Wilton Makmur Indonesia (SQMI) akan menyelesaikan proyek pabrik emas tersebut tahun depan

ILUSTRASI. Ilustrasi milikku

Reporter: Selvi Mayasari | Editor: Khomarul Hidayat

KONTAN.CO.ID – JAKARTA. Emiten yang bergerak di bidang pertambangan emas, PT Wilton Makmur Indonesia Tbk (SQMI) masih melanjutkan proyek pembangunan pabrik pengolahan emas di Ciemas, Jawa Barat pada 2021.
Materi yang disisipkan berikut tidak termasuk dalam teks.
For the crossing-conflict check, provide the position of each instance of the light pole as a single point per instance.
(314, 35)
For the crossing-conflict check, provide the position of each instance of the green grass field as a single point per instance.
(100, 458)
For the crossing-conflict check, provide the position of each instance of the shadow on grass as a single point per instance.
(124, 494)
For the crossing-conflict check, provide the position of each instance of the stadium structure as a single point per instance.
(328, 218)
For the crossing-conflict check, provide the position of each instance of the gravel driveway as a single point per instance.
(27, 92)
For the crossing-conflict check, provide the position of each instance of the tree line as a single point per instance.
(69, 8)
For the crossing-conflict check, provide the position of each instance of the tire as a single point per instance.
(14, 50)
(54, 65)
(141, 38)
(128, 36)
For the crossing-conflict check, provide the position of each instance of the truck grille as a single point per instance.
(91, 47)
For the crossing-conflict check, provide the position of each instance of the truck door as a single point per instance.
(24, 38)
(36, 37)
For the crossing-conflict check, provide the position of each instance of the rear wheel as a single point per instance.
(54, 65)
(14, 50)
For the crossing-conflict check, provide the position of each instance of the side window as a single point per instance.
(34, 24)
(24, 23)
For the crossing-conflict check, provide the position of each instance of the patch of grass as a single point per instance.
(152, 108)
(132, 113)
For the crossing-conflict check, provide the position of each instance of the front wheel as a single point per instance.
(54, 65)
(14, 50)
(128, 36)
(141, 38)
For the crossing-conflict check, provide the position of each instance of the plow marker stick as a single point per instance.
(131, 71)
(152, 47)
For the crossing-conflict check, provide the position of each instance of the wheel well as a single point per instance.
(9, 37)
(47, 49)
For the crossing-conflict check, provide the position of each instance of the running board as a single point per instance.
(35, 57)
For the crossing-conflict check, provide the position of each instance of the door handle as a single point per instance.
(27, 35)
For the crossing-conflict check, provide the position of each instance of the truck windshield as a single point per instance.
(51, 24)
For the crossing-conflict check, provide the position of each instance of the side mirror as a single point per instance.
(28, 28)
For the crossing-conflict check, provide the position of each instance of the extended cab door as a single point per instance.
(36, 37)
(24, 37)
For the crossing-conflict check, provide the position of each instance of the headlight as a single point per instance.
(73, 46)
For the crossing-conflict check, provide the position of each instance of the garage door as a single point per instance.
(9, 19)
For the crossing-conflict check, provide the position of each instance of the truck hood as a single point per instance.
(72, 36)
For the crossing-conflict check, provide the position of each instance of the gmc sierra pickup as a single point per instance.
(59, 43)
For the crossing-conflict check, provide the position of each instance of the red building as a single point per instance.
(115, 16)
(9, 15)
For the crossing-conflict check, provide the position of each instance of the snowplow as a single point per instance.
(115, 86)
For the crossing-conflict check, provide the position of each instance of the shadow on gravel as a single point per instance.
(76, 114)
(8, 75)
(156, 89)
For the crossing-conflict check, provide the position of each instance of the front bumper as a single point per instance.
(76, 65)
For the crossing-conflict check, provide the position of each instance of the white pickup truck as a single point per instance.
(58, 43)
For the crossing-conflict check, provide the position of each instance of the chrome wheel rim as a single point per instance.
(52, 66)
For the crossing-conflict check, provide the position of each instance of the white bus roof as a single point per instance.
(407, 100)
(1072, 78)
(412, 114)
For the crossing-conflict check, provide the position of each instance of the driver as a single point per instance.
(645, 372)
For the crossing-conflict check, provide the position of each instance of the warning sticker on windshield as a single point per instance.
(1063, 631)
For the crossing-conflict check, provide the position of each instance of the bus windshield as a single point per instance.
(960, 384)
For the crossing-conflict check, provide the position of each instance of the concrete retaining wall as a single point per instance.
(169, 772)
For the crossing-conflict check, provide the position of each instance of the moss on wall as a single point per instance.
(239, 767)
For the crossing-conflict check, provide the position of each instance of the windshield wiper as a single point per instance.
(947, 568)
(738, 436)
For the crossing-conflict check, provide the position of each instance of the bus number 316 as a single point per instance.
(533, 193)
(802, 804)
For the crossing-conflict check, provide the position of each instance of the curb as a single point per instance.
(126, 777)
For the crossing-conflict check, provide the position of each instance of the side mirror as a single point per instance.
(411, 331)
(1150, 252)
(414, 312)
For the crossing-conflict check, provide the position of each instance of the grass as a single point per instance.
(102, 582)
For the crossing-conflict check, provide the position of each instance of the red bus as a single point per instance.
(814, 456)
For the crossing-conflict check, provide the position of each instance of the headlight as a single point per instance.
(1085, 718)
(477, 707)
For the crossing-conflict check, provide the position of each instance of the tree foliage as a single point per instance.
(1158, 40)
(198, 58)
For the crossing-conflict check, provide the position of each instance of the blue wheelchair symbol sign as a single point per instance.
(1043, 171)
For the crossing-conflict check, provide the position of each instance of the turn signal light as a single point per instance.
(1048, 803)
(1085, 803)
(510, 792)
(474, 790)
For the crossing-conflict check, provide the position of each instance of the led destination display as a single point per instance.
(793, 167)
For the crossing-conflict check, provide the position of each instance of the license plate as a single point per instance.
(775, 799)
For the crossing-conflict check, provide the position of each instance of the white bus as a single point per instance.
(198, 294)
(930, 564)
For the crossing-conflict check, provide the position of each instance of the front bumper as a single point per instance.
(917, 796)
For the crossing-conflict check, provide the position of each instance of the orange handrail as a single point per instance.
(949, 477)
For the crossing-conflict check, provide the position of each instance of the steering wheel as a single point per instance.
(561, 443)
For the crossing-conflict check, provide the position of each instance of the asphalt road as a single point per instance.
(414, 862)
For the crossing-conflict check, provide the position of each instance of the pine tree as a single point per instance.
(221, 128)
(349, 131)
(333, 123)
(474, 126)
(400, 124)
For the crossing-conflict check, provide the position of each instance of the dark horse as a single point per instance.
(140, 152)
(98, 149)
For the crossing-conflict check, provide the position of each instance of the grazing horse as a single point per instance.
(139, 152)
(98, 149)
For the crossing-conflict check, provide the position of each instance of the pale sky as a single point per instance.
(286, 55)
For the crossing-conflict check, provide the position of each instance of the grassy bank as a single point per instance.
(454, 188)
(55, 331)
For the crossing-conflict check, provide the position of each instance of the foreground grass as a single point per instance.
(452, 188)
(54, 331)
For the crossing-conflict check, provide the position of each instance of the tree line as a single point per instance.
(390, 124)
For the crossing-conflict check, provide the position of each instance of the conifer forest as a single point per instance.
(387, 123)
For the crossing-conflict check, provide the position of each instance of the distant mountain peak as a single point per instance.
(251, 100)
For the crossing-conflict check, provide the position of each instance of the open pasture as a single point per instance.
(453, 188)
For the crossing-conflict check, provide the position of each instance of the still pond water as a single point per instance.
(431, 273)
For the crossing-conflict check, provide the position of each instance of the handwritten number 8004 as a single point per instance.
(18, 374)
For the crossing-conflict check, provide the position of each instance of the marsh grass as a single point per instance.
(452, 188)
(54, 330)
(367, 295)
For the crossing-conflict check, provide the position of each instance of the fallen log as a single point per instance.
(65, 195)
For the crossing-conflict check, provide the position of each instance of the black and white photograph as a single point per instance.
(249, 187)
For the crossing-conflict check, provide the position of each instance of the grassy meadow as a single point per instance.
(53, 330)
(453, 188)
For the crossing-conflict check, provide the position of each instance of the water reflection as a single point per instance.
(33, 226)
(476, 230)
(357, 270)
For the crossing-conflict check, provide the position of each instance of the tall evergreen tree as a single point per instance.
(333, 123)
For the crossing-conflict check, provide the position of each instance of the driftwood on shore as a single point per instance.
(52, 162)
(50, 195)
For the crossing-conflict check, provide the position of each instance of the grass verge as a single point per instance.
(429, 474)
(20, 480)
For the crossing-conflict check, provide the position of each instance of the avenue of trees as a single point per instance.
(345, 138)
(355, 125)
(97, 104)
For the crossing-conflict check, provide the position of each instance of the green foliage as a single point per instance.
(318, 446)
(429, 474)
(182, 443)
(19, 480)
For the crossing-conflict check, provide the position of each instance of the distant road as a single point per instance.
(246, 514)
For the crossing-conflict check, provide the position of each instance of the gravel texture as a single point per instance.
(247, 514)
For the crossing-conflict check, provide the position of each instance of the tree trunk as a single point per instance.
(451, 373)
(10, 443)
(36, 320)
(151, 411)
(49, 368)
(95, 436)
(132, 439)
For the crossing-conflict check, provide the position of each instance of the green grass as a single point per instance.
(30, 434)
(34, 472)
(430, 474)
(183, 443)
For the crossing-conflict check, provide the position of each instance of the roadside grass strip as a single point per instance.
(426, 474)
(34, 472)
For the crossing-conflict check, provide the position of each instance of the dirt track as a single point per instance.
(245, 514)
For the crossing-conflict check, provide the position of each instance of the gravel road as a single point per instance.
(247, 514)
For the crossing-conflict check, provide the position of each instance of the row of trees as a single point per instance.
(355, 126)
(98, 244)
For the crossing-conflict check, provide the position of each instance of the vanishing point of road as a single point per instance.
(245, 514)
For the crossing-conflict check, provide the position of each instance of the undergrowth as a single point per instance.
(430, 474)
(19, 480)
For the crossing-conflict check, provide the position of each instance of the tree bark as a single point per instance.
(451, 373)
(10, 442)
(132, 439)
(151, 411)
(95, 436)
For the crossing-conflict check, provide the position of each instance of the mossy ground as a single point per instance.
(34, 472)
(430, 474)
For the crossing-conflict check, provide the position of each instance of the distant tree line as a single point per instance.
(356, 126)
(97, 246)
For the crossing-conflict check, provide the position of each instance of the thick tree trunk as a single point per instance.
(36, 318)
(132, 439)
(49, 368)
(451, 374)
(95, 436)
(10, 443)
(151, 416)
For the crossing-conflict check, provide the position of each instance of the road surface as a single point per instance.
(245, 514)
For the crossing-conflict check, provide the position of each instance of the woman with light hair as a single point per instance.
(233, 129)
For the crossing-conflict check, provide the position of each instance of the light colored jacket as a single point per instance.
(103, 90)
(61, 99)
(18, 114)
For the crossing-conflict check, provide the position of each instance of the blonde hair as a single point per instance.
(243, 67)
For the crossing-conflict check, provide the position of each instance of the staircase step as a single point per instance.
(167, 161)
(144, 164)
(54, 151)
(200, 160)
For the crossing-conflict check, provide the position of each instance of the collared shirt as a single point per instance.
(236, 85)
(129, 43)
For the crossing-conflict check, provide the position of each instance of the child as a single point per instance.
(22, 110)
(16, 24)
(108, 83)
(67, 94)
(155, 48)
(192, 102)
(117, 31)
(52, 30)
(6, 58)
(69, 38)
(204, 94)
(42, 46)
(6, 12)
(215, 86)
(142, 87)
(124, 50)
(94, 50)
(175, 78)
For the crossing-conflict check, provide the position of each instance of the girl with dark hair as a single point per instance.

Direktur Utama SQMI Oktavia Budi Raharjo mengatakan, fasilitas pengolahan 500 ton per hari yang dibangun sudah mencapai 95%. Namun, hasilnya terbatas insinyurKarena terhambat untuk pulang ke Indonesia akibat pandemi Covid-19, SQMI belum bisa menyelesaikan pembangunannya 100%.

“Pandemi Covid-19 cukup berdampak pada penyelesaian tahap akhir pabrik pengolahan emas SQMI. Kami sangat berharap keadaan segera kembali normal, sehingga pabrik kami dapat segera beroperasi sesuai rencana dan kesiapan,” ujar Oktavia saat dihubungi publik. eksposur, Senin (21/12).

Pabrik tersebut diharapkan dapat memberikan nilai tambah bagi komoditas emas yang diproduksi emiten berkode saham SQMI tersebut. Jika pabrik selesai 100% SQMI akan dilakukan uji komisioning dan memasuki tahap uji coba operasional.

Baca juga: Harga emas mengangkat kesepakatan stimulus AS

Saat ini, SQMI masih fokus menyelesaikan instalasi fasilitas pengolahan emas dengan metode flotasi dan carbon in-leach (CIL). Pabrik SQMI ini berkapasitas 500 ton per hari. SQMI berharap bisa meningkatkan kapasitasnya menjadi 1.500 ton per hari tahun depan.

SQMI juga memproyeksikan anggaran belanja modal atau belanja modal (capex) sebesar US $ 25 juta pada tahun 2021 untuk penyelesaian rencana pemrosesan dengan 500 ton per hari.

Berdasarkan laporan keuangan, SQMI membukukan penjualan sebesar Rp 3,93 miliar pada kuartal III 2020. Pada periode yang sama tahun lalu, perusahaan ini tidak mencatatkan penjualan, sehingga SQMI juga tidak mencatat harga pokok penjualan.

Sedangkan hingga kuartal III 2020, beban pokok penjualan SQMI mencapai Rp 2,92 miliar. SQMI memiliki beban operasional lapangan sebesar Rp 1,21 miliar per kuartal III-2020 atau turun 62,42% (yoy) dibandingkan total beban operasional lapangan perseroan per kuartal III-2019 sebesar Rp 3,22 miliar.

Hingga akhir kuartal III tahun 2020, total aset yang dimiliki SQMI sebesar Rp 407,13 miliar, meningkat 5,55% dibandingkan total aset perseroan pada akhir 2019 sebesar Rp 385,72 miliar.

Sekadar catatan, SQMI mengelola tambang emas Ciemas seluas 3.078 hektare (ha). Dari jumlah tersebut, SQMI baru menjajaki area seluas 200 hektar. Pabrik pengolahan emas SQMI berlokasi di lahan seluas 10 ha.

DONASI, Dapatkan Voucher Gratis!

Dukungan Anda akan menambah semangat kami untuk menyajikan artikel-artikel yang berkualitas dan bermanfaat.

Sebagai ungkapan terima kasih atas perhatiannya, terdapat voucher gratis senilai donasi yang bisa digunakan untuk berbelanja di KONTAN Store.